Trump’s Speeches Are At A Middle-School Reading Level, Study Says

Donald Trump’s campaign speeches are written at a lower grade level than those of other leading presidential candidates, a new analysis from Carnegie Mellon University suggests.

Using a readability model known as REAP, researchers Elliot Schumacher and Maxine Eskenazi analyzed a selection of speeches from Republican candidates Ted Cruz, Donald Trump and Marco Rubio (who has since dropped out of the race) and Democratic candidates Hillary Clinton and Bernie Sanders.

The sample size was small: They analyzed five of Cruz’s speeches, six speeches by Rubio and Sanders, seven by Clinton and eight by Trump.

REAP — which isn’t an acronym, according to the researchers — measures how often different words and grammatical structures appear within a given text, then compares them with texts that education experts have determined are at a typical reading level for a particular grade.

In terms of their vocabulary, researchers found that the speeches for Trump — who once bragged he had “the best words” — were, on average, at about a 7th-grade reading level.

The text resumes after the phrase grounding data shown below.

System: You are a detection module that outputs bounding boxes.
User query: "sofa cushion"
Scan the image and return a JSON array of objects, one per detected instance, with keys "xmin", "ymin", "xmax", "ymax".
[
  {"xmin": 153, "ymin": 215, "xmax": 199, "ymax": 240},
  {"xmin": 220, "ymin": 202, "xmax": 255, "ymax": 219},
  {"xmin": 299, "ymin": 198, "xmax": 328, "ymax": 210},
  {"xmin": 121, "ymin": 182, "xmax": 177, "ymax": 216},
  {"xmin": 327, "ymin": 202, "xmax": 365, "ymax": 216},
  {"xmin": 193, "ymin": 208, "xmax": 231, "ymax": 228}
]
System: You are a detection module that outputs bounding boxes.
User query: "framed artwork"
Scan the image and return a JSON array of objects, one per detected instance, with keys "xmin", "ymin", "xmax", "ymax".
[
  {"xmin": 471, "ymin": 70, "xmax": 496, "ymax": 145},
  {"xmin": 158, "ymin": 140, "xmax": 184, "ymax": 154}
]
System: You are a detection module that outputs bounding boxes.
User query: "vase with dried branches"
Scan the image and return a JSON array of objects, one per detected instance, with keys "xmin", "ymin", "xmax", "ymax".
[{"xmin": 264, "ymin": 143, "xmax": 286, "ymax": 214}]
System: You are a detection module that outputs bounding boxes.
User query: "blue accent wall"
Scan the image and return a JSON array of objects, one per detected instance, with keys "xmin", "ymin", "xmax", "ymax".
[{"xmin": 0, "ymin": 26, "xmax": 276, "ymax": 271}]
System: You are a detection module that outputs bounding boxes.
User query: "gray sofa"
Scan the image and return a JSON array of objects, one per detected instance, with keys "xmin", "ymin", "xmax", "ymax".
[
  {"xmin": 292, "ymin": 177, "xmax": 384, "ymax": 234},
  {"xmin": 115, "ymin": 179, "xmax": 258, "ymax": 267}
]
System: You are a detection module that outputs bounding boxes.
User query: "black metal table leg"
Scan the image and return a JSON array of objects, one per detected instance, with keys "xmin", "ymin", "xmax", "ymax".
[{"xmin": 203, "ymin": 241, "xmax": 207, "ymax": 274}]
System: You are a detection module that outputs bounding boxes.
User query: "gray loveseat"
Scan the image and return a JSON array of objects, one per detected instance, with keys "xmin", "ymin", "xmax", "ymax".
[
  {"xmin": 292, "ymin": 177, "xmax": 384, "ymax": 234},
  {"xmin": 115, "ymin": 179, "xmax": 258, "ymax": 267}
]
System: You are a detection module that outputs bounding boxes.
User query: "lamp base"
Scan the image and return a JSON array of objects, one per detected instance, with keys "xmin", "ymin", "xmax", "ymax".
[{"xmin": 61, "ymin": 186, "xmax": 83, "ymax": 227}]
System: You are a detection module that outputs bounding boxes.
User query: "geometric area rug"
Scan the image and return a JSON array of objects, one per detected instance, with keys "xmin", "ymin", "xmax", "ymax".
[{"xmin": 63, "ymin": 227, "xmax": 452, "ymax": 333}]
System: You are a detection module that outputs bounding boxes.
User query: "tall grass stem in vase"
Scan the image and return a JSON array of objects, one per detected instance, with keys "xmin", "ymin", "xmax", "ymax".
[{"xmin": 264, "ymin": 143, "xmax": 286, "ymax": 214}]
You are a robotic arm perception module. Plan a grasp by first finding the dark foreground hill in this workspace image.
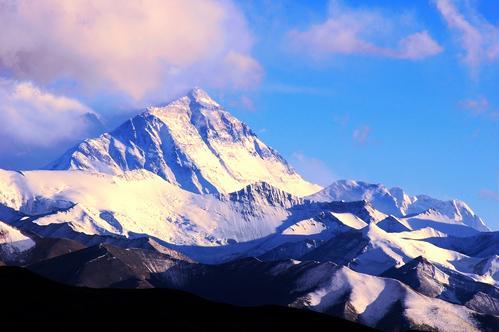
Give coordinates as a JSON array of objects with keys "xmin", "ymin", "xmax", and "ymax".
[{"xmin": 0, "ymin": 266, "xmax": 370, "ymax": 331}]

Cruz’s and Clinton’s speeches were at about an 8th-grade level, while Rubio’s speeches were just under a 10th-grade level and Sanders’ were just above it.

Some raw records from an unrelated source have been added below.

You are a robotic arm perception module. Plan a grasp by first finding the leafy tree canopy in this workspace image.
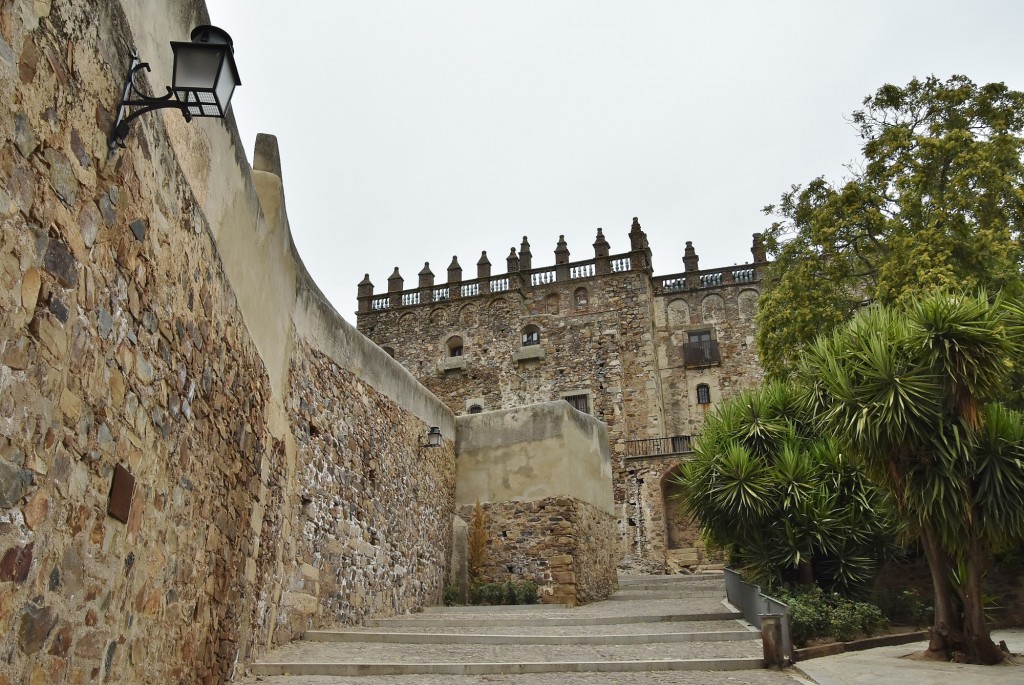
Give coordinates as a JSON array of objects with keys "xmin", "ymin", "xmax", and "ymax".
[
  {"xmin": 758, "ymin": 76, "xmax": 1024, "ymax": 377},
  {"xmin": 798, "ymin": 288, "xmax": 1024, "ymax": 663},
  {"xmin": 676, "ymin": 382, "xmax": 896, "ymax": 594}
]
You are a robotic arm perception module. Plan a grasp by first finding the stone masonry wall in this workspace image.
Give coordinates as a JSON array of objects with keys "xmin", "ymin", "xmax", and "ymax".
[
  {"xmin": 0, "ymin": 2, "xmax": 280, "ymax": 685},
  {"xmin": 459, "ymin": 497, "xmax": 618, "ymax": 606},
  {"xmin": 0, "ymin": 0, "xmax": 455, "ymax": 685},
  {"xmin": 275, "ymin": 343, "xmax": 456, "ymax": 642},
  {"xmin": 358, "ymin": 235, "xmax": 763, "ymax": 572},
  {"xmin": 359, "ymin": 255, "xmax": 664, "ymax": 556}
]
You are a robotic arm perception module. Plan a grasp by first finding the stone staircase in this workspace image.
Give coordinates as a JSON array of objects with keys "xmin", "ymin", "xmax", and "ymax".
[{"xmin": 239, "ymin": 573, "xmax": 778, "ymax": 685}]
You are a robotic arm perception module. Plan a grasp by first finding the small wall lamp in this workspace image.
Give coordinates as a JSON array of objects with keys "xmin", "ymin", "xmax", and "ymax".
[
  {"xmin": 109, "ymin": 26, "xmax": 242, "ymax": 152},
  {"xmin": 420, "ymin": 426, "xmax": 441, "ymax": 447}
]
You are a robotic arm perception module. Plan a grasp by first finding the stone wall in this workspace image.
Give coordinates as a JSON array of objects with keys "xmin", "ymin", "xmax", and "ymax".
[
  {"xmin": 459, "ymin": 497, "xmax": 618, "ymax": 606},
  {"xmin": 0, "ymin": 0, "xmax": 455, "ymax": 685},
  {"xmin": 275, "ymin": 343, "xmax": 455, "ymax": 642},
  {"xmin": 358, "ymin": 225, "xmax": 764, "ymax": 572}
]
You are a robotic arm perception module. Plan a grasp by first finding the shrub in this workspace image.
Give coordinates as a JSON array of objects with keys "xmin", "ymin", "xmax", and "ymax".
[
  {"xmin": 780, "ymin": 586, "xmax": 889, "ymax": 647},
  {"xmin": 469, "ymin": 580, "xmax": 538, "ymax": 605}
]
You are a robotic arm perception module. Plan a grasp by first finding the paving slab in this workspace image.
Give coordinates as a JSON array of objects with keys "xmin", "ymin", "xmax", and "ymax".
[{"xmin": 236, "ymin": 670, "xmax": 798, "ymax": 685}]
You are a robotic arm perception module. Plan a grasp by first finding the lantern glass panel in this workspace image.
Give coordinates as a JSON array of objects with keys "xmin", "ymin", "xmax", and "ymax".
[
  {"xmin": 174, "ymin": 44, "xmax": 224, "ymax": 90},
  {"xmin": 214, "ymin": 59, "xmax": 238, "ymax": 113}
]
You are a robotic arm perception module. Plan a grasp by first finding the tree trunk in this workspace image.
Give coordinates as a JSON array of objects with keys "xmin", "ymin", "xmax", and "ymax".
[
  {"xmin": 961, "ymin": 538, "xmax": 1005, "ymax": 665},
  {"xmin": 797, "ymin": 561, "xmax": 814, "ymax": 585},
  {"xmin": 921, "ymin": 525, "xmax": 966, "ymax": 660}
]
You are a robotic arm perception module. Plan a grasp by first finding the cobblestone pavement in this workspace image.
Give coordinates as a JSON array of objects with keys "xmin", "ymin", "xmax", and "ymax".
[
  {"xmin": 238, "ymin": 670, "xmax": 794, "ymax": 685},
  {"xmin": 236, "ymin": 579, "xmax": 797, "ymax": 685}
]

In terms of grammatical structure, nearly all of the candidates’ speeches hovered at around a 7th-grade level, with the exception of Trump, whose speeches are full of short, declarative sentences that placed them just under a 6th-grade level.

Schumacher told The Huffington Post this does not necessarily mean that the candidates sound like middle-schoolers when they speak (though hey, they definitely do sometimes). Instead, the analysis is more about how accessible their speeches are to readers and listeners.